The time-resolved magnetic field effect in the recombination fluorescence of spin-correlated radical ion pairs has been measured to study n-alkane radical cations in irradiated solutions at room temperature. The magnetic field effect was recorded as a ratio of fluorescence decay curves in the 0.1 T and zero magnetic fields for solutions of C8, C9, C10, C12, and C16 n-alkanes in n-hexane with addition of 3 × 10−5 M p-terphenyl-d 14. A distinct maximum at 10–30 ns followed by a slowly decaying plateau was observed for all the solutions. Simulation shows that the maximum corresponds to an unresolved ESR spectrum with the peak-to-peak line-width ranging from about 1.6mT to 0.5mT for C8 to C16 radical cations.
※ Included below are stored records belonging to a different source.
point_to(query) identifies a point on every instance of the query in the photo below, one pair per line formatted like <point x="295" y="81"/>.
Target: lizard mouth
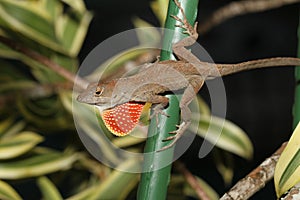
<point x="93" y="100"/>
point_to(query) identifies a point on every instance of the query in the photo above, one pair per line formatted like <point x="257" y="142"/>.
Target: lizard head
<point x="99" y="94"/>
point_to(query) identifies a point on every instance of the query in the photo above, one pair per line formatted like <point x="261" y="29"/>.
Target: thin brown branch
<point x="34" y="92"/>
<point x="80" y="83"/>
<point x="255" y="180"/>
<point x="240" y="8"/>
<point x="293" y="193"/>
<point x="191" y="179"/>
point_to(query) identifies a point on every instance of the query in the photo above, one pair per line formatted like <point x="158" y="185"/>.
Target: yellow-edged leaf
<point x="37" y="165"/>
<point x="287" y="171"/>
<point x="224" y="134"/>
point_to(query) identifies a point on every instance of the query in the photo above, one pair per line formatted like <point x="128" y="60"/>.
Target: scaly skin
<point x="187" y="74"/>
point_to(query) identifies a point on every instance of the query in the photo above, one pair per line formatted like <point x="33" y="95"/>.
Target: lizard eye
<point x="99" y="91"/>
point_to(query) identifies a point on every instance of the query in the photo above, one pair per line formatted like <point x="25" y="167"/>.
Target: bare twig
<point x="80" y="83"/>
<point x="191" y="179"/>
<point x="240" y="8"/>
<point x="293" y="194"/>
<point x="255" y="180"/>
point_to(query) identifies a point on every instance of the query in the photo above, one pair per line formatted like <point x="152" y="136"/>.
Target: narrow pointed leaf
<point x="7" y="192"/>
<point x="48" y="189"/>
<point x="228" y="136"/>
<point x="123" y="182"/>
<point x="37" y="165"/>
<point x="287" y="171"/>
<point x="11" y="147"/>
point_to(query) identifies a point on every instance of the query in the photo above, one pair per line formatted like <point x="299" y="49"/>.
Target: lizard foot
<point x="158" y="109"/>
<point x="178" y="133"/>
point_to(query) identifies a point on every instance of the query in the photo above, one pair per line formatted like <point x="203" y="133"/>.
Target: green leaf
<point x="211" y="193"/>
<point x="11" y="147"/>
<point x="116" y="186"/>
<point x="123" y="182"/>
<point x="37" y="165"/>
<point x="5" y="124"/>
<point x="48" y="189"/>
<point x="160" y="8"/>
<point x="46" y="23"/>
<point x="287" y="171"/>
<point x="7" y="192"/>
<point x="224" y="134"/>
<point x="146" y="36"/>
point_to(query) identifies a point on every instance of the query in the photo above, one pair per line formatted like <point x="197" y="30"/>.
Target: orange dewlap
<point x="122" y="119"/>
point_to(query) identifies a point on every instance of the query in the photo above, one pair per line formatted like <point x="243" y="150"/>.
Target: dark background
<point x="259" y="101"/>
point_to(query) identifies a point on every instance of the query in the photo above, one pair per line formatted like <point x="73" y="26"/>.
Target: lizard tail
<point x="226" y="69"/>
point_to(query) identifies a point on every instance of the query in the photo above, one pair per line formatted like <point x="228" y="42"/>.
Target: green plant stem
<point x="296" y="108"/>
<point x="157" y="165"/>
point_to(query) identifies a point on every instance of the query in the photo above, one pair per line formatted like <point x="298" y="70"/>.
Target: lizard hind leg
<point x="187" y="97"/>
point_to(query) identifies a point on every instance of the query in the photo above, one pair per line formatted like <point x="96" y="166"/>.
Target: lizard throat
<point x="122" y="119"/>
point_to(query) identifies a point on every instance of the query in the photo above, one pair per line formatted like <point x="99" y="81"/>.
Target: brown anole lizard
<point x="121" y="100"/>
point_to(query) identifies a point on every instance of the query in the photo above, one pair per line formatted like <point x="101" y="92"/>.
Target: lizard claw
<point x="158" y="109"/>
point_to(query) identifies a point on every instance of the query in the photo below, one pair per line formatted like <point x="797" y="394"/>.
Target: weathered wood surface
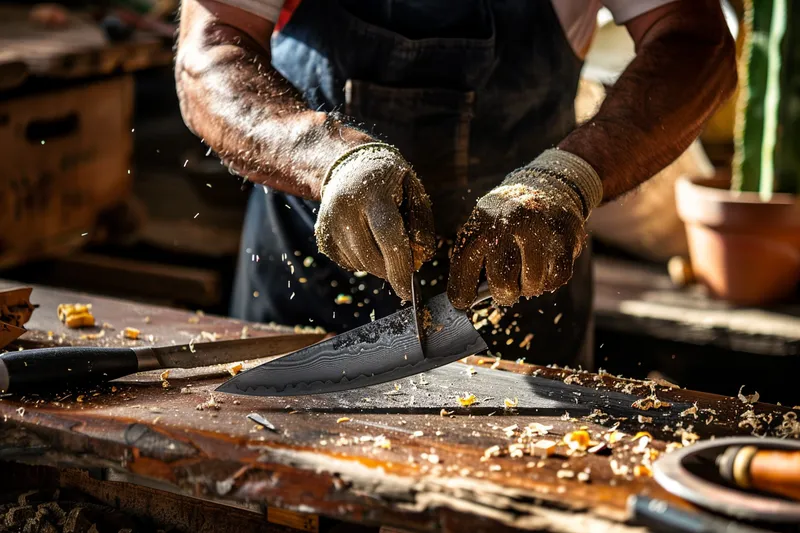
<point x="429" y="477"/>
<point x="631" y="298"/>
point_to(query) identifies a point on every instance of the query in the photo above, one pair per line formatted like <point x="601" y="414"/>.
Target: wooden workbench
<point x="384" y="455"/>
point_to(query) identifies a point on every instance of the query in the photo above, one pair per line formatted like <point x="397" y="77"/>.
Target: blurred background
<point x="103" y="189"/>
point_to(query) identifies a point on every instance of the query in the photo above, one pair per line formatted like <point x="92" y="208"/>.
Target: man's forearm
<point x="254" y="119"/>
<point x="684" y="69"/>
The unresolved structure is believed to result from the hyperfine couplings with many protons of the radical cation, the increase in the number of interacting protons compared with low temperature matrices being caused by the methyl group rotation and conformational motion of the carbon chain. With increase in concentration of dissolved n-alkane, the maximum in the curves first moves to longer times and finally disappears; this was attributed to the narrowing of ESR spectrum contour due to degenerate electron exchange.